The restaurant was awesome and the last time I was there there was a sweet gray haired old lady that served as a hostess and was a descendent of the original builders and owners. She would seat you and tallk with you a while if you wanted her to and give you lots of interesting history of the place as well as some tip on the menu.

Please tell me that this is not the same one in your post.


----------



## POC Troutman (Jul 13, 2009)

Aoudad i got two weeks ago. Only a picture of a picture on my camera, but you get the idea.


----------



## wisslbritches (May 27, 2004)

*Stephen F Austin State Park Last Weekend*

A few picks from an off-the-trail location, Bullinger Creek, which runs through the park and into the Brazos River. See the American Crow in the first & the RT Hawk in the last one?


----------



## yakfisher (Jul 23, 2005)

#1...blustery morning on lake austin...was my daughters idea  (not taken today for the record)

#2...excellent find at garden ridge this morning


----------



## Haute Pursuit (Jun 26, 2006)

wisslbritches said:


> A few picks from an off-the-trail location, Bullinger Creek, which runs through the park and into the Brazos River. See the American Crow in the first & the RT Hawk in the last one?


Cool pics. I always figured that Bullinger merged into Bessies Creek somewhere south of Pattison. I was wrong!


----------



## Trouthunter (Dec 18, 1998)

> The Stage Coach Inn I rememeber is in Salado on HWY 35 south Waco. That was a wonderful old place with that huge live oak tree growing up right in the middle of it that was there when Wild Bill Hickok and other notables of the time stayed there.
> 
> The restaurant was awesome and the last time I was there there was a sweet gray haired old lady that served as a hostess and was a descendent of the original builders and owners. She would seat you and tallk with you a while if you wanted her to and give you lots of interesting history of the place as well as some tip on the menu.
> 
> Please tell me that this is not the same one in your post.


No Jack. The Stagecoach Inn was between Utopia and Vanderpool. It was built by a family named Harell and when the couple divorced the house was sold to some people who turned it into a B&B and called it the Stagecoach Inn.

I was good friends with the Harell kids.

TH


----------



## goatchze (Aug 1, 2006)

Got some new artwork for the office. Not bad for a kid who's only 2.5!

(That's a bear, by the way)


----------



## cubera (Mar 9, 2005)

Walkin' Jack said:


> The Stage Coach Inn I rememeber is in Salado on HWY 35 south Waco. That was a wonderful old place with that huge live oak tree growing up right in the middle of it that was there when Wild Bill Hickok and other notables of the time stayed there.
> 
> The restaurant was awesome and the last time I was there there was a sweet gray haired old lady that served as a hostess and was a descendent of the original builders and owners.
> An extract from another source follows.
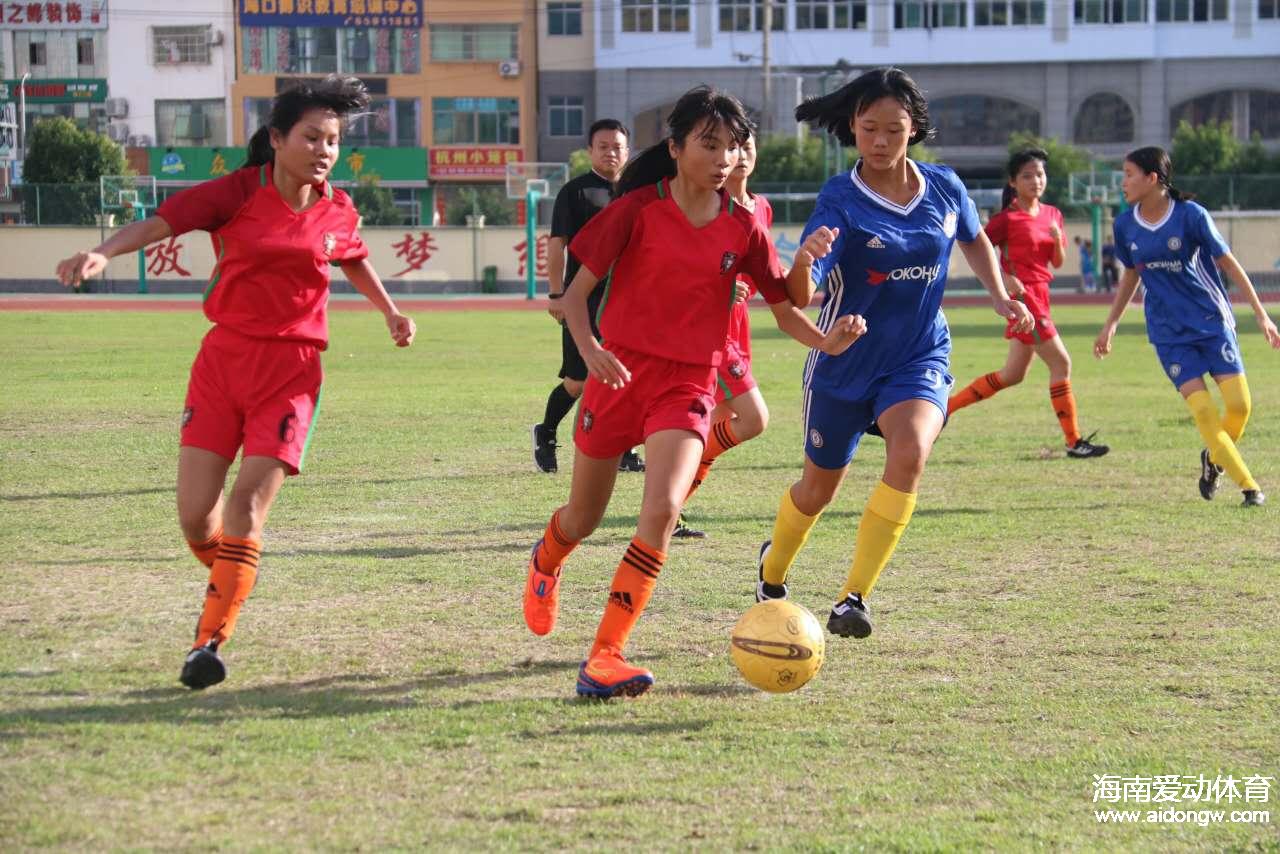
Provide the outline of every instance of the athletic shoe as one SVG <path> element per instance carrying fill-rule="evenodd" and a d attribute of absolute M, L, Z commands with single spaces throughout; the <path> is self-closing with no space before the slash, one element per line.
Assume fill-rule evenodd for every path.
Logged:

She would seat you and tallk with you a while if you wanted her to and give you lots of interesting history of the place as well as some tip on the menu.
> 
> Please tell me that this is not the same one in your post.


It wasn't. 
This one was near Vanderpool on 187.


----------



## colbyntx (Jul 18, 2013)

Soapeddler said:


> Last night was our first performance of the Calf Scramble at the 2014 San Antonio Stock Show and Rodeo. 18 more to go.
> 
> 
> 
> ...


That Waylon pic is the coolest ever! I grew up with my dad working for RCA and when I was 5 back in 1976, he became Waylon's tour manager. I wish I had been a few years older! That was the hay day of the Outlaws! Living in Nashville would have been cooler in my teen years!


----------



## Walkin' Jack (May 20, 2004)

cubera said:


> It wasn't.
> This one was near Vanderpool on 187.


WHEW! Thanks for letting me know. I was worried there for a bit.


----------



## Walkin' Jack (May 20, 2004)

Trouthunter said:


> No Jack. The Stagecoach Inn was between Utopia and Vanderpool. It was built by a family named Harell and when the couple divorced the house was sold to some people who turned it into a B&B and called it the Stagecoach Inn.
> 
> I was good friends with the Harell kids.
> 
> TH


The one in Salado was originally a hotel. It was numerous rooms all adjoined and all at ground level. Not sure when it happened but it finally went out of business and was sold. A restaurant was built in modern times. I've eaten there several times.
http://www.staystagecoach.com/


----------